Israele e Anp invitate il 2 settembre a Washington. Trattative senza precondizioni

Medio Oriente, la Clinton annuncia nuovi negoziati: "Pace in un anno"
Riprende il negoziato di pace tra israeliani e palestinesi per raggiungere un accordo di pace. Il progetto americano è molto ambizioso e intende concludere un'intesa entro un anno. A dirlo è proprio la responsabile degli Affari esteri americani, Hillary Clinton, dopo che una fonte diplomatica statunitense aveva spifferato al New York Times l'invito di Washington a colloqui diretti il prossimo 2 settembre, avanzato da Obama ai vertici del governo di Tel Aviv e all'Autorità nazionale palestinese.  I negoziati dovrebbero avere luogo senza precondizioni, ha detto Clinton, il cui annuncio è stato trasmesso in diretta dalla Bbc. Il presidente Obama ha invitato alle discussioni anche il presidente egiziano Hosni Mubarak e il re di Giordania Abdallah II, vista l'importanza del loro ruolo nel processo di pace, ha aggiunto Clinton. Ci sarà anche l’inviato speciale del Quartetto (Usa, Russia, Onu e Ue), Tony Blair.

I due "antagonisti", Israele e Anp, avrebbero accolto favorevolmente l'incontro da parte di Usa, Ue, Russia e Onu. Dopo 20 mesi di stallo, ripartono dunque le speranze. Decisiva la mossa di Obama, almeno negli intenti. Già in precedenza il portavoce del dipartimento di Stato, P.J Crowley, aveva però fatto intendere che qualcosa si stava muovendo nell'aria: "Pensiamo di essere molto, molto vicini alla decisione delle due parti in conflitto di tenere colloqui diretti. Come mai prima crediamo che siamo ben posizionati per raggiungere questo obiettivo". E' sempre lo stesso Crowley a riferire che Hillary Clinton avrebbe chiamato il Premier palestinese, Salam Fayyad, e il Ministro degli Esteri giordano, Nasser Judeh, oltre all'ex primo ministro inglese Tony Blair.

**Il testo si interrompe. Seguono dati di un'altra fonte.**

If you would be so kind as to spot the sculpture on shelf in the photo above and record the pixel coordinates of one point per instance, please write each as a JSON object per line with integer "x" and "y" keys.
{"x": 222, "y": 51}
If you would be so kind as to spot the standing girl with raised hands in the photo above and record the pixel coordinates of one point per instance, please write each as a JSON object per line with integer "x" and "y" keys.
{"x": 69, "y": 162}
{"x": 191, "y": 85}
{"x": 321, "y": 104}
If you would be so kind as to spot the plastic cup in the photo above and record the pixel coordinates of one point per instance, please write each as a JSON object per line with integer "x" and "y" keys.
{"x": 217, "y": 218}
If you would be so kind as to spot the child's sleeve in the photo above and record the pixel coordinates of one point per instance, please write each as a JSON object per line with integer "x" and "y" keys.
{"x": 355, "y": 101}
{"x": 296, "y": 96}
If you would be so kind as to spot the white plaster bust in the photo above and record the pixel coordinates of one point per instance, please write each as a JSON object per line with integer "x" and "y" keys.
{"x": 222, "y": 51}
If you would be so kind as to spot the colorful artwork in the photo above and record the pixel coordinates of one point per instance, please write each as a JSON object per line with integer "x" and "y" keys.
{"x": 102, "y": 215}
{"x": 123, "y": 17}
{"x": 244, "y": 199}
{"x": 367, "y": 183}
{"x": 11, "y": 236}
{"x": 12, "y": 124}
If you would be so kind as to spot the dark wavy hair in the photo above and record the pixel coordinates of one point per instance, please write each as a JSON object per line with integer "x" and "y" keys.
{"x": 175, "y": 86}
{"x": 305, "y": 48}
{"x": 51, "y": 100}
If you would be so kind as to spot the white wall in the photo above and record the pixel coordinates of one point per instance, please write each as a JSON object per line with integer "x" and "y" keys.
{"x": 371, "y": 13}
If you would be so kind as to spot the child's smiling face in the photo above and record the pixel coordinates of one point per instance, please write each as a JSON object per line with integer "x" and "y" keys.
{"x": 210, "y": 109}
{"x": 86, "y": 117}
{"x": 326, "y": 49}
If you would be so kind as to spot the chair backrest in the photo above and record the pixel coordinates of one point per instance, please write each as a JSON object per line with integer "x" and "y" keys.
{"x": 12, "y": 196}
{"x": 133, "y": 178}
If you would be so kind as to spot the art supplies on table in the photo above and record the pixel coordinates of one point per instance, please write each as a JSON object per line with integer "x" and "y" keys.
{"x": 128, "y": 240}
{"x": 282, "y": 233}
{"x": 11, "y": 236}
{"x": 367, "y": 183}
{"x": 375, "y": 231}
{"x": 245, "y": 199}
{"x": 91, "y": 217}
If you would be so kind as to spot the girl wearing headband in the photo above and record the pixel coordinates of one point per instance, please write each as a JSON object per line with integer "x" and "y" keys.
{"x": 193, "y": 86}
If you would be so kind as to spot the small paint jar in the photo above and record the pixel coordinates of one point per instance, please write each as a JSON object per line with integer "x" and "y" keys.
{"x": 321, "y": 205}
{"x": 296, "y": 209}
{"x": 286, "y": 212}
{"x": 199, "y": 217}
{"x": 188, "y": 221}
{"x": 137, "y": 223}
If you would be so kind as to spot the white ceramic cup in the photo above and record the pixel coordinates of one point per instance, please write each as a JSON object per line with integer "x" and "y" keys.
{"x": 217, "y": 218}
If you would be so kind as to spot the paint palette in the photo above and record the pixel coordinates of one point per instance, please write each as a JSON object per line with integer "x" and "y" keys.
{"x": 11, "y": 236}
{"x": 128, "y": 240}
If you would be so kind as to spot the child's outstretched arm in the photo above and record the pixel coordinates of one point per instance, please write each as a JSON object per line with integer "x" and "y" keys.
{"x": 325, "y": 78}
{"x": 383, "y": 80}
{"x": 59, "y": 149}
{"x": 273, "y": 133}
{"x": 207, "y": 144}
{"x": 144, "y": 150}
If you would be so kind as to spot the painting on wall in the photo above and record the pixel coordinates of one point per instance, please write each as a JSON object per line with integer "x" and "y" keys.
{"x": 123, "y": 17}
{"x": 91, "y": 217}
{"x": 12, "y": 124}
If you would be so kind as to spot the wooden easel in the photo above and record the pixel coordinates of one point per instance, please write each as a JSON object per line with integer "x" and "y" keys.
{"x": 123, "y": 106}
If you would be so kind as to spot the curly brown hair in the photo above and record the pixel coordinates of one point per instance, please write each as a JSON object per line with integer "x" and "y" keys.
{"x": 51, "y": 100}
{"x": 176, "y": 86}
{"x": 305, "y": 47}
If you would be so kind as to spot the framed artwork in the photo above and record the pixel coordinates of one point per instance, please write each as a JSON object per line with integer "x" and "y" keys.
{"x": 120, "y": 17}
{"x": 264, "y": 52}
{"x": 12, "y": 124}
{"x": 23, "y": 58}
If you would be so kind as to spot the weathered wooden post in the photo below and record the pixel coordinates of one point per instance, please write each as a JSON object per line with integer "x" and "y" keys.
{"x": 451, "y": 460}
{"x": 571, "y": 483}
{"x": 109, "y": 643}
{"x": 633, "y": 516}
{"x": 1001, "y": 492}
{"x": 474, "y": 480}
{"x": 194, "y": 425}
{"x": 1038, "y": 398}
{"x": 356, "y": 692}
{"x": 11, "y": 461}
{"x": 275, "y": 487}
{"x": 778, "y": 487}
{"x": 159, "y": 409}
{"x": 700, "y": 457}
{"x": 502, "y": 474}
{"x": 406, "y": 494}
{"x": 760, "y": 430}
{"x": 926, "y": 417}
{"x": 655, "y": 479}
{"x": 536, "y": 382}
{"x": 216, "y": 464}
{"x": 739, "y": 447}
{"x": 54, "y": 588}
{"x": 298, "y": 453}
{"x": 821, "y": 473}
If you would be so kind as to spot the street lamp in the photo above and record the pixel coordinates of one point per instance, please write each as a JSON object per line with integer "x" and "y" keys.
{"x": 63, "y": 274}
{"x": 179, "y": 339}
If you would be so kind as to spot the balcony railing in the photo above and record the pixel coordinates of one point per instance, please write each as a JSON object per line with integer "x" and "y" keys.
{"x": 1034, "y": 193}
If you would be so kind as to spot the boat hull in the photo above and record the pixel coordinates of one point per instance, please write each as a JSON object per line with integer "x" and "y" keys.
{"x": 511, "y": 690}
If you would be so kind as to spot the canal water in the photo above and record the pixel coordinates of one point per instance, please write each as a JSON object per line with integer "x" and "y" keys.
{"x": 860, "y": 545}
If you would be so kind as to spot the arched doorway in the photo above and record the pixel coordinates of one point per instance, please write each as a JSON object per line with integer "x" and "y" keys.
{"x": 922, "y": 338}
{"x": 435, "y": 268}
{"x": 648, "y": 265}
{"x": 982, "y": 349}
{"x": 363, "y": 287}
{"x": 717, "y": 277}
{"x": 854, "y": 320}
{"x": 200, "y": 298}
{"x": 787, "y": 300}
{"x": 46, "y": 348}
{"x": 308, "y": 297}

Israele accetta, l'Anp nicchia - Il premier israeliano, Benjamin Netanyahu, ha accolto con favore l’invito degli Usa per la ripresa dei negoziati diretti con i palestinesi. Lo ha riferito un suo portavoce. Netanyahu aveva detto più volte di essere pronto a sedersi a u tavolo con il presidente dell’Anp, Abu Mazen, per far ripartire il processo di pace.   Più cauta la reazione palestinese. Il negoziatore dell’Anp, Saeb Erekat, ha salutato con favore la dichiarazione del Quartetto che a suo giudizio "contiene gli elementi necessari per arrivare a un accordo di pace", ma non si è voluto pronunciare sull'invito a Washington.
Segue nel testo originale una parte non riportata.